A study of Xiang and Formica (2007) examines how managers in the incentive travel industry perceive environmental change and accordingly formulate business strategies. Using the cognitive mapping technique, managers’ perceptions of their competitive environment and important strategic issues related to incentive travel businesses were identified.

The following aggregate maps were created to represent managers’ perceptions of strategic business issues. The first map illustrates executives’ perceptions of emerging incentive travel destinations.

Emerging destinations refers to those that are becoming popular incentive travel destinations for the US market. These are Asia, Caribbean, Latin America and Mediterranean, including the Balkan region. Hence, the incentive travel executives identified the region of South East Europe as an emerging destination gaining popularity and attracting incentive travellers. The region presents a growing competition to the existing destinations such as Hawaii, Cancun, and Tahiti. 

The attractiveness of emerging destinations is perceived as determined by a number of factors, including travel budget, security issues, demand of group travel and hotel infrastructure.

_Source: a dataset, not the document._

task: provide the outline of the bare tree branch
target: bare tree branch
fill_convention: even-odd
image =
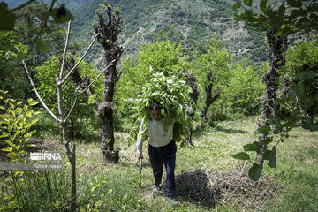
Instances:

The level of service and technology development also determines whether a destination can attract incentive travellers. Travel budget and security issues are becoming increasingly important for destinations given the political and economic changes in recent years.
The second map represents the decision makers’ perceptions of environmental trends that impact incentive travel businesses. The map can be roughly partitioned into three layers. The outmost layer represents incentive travel businesses’ remote environments, such as economic/political, socio-cultural, new management and technological environments. The middle layer shows the consequences or impact of these forces, while the centre includes nodes representing issues related to the operational environment of incentive travel businesses such as corporate spending, new customer and managerial changes.

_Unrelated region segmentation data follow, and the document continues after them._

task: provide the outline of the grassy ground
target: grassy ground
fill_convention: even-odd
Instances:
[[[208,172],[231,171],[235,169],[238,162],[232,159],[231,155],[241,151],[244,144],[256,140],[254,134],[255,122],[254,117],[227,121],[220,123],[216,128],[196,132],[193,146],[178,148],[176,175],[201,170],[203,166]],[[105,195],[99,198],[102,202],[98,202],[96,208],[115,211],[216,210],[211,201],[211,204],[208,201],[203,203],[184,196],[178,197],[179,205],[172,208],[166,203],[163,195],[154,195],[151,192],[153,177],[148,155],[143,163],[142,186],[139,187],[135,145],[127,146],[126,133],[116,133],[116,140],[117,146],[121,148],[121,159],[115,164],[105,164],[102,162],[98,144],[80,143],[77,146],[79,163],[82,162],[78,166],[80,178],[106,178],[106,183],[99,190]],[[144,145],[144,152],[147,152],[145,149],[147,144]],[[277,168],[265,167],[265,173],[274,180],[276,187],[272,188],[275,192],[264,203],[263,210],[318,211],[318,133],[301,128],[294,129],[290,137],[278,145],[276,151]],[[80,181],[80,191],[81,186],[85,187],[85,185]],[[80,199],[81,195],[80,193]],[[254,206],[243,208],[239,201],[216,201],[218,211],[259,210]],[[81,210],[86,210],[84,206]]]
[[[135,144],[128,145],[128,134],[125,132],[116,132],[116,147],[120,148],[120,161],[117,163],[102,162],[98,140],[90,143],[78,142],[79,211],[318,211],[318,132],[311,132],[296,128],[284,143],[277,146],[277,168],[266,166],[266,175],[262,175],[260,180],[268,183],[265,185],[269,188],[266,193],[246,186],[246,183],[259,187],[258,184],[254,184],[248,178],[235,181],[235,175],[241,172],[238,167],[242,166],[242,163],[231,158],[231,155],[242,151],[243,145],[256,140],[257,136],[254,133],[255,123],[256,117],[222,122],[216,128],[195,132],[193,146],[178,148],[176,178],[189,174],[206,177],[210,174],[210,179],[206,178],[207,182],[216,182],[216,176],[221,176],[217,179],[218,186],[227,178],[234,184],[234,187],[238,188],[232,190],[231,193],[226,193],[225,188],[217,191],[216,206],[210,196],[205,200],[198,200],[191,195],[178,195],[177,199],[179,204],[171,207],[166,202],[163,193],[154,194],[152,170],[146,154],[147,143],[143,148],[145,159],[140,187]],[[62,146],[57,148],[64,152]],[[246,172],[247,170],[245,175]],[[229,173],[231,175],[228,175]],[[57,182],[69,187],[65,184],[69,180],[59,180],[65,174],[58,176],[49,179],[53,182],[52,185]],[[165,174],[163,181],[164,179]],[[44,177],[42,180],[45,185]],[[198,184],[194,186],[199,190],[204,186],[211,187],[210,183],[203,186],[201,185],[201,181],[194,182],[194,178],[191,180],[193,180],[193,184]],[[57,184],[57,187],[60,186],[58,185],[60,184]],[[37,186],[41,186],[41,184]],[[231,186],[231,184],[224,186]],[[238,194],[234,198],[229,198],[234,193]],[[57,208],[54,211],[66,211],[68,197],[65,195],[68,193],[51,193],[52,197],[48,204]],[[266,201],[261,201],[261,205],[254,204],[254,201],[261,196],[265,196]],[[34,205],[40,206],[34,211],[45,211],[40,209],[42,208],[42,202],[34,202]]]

As an economic force, economic downturn leads to less corporate profit, more interference and pressure from stockholders and the press, more government mandate and corporate self-regulation, which cause less corporate spending on incentive travel. Ability to travel and demographic changes are identified as two major socio-cultural forces which lead to globalization of travel, the emergence of savvy travellers, diversity of society and more women in the workforce, all of which contribute to the emergence of new customers in a sequential order. Information technology is the force in the technological environment that causes lower labour cost, higher ease of transaction and provides more information channels for incentive travel businesses. The new management force leads to issues such as difficulties in decision making and communications and ultimately requires managerial changes.

The map indicates that some of these environmental trends are interrelated and overlapping. For example, the decrease in the cost of travel by air (an economic trend) boosts individuals’ ability to travel (a socio-cultural change), which in turn, leads to the globalization of travel and the emergence of savvy travellers.
Trends in the economic, political, socio-cultural, technological and new management environments are considered more important than those in the ecological environment, which was not mentioned at all throughout the discussion. Furthermore, decision makers tend to focus on the issues that would have an immediate impact on their businesses, such as how to satisfy the needs of new customers, how to cope with the cut-down in corporate spending and how to handle managerial changes.

Most of the identified environmental trends are largely seen as a threat by decision makers. Except for information technology, other concepts such as corporate spending, diversity of travel need, difficulties in decision making and communications, are often framed as problems. As one manager commented: “You have a nanosecond to provide pricing and quotes to a person who has nothing to do with travel but perhaps will make those decisions…”. Indeed, paced environmental change requires organizations and individuals to continuously adapt to forces that drive change.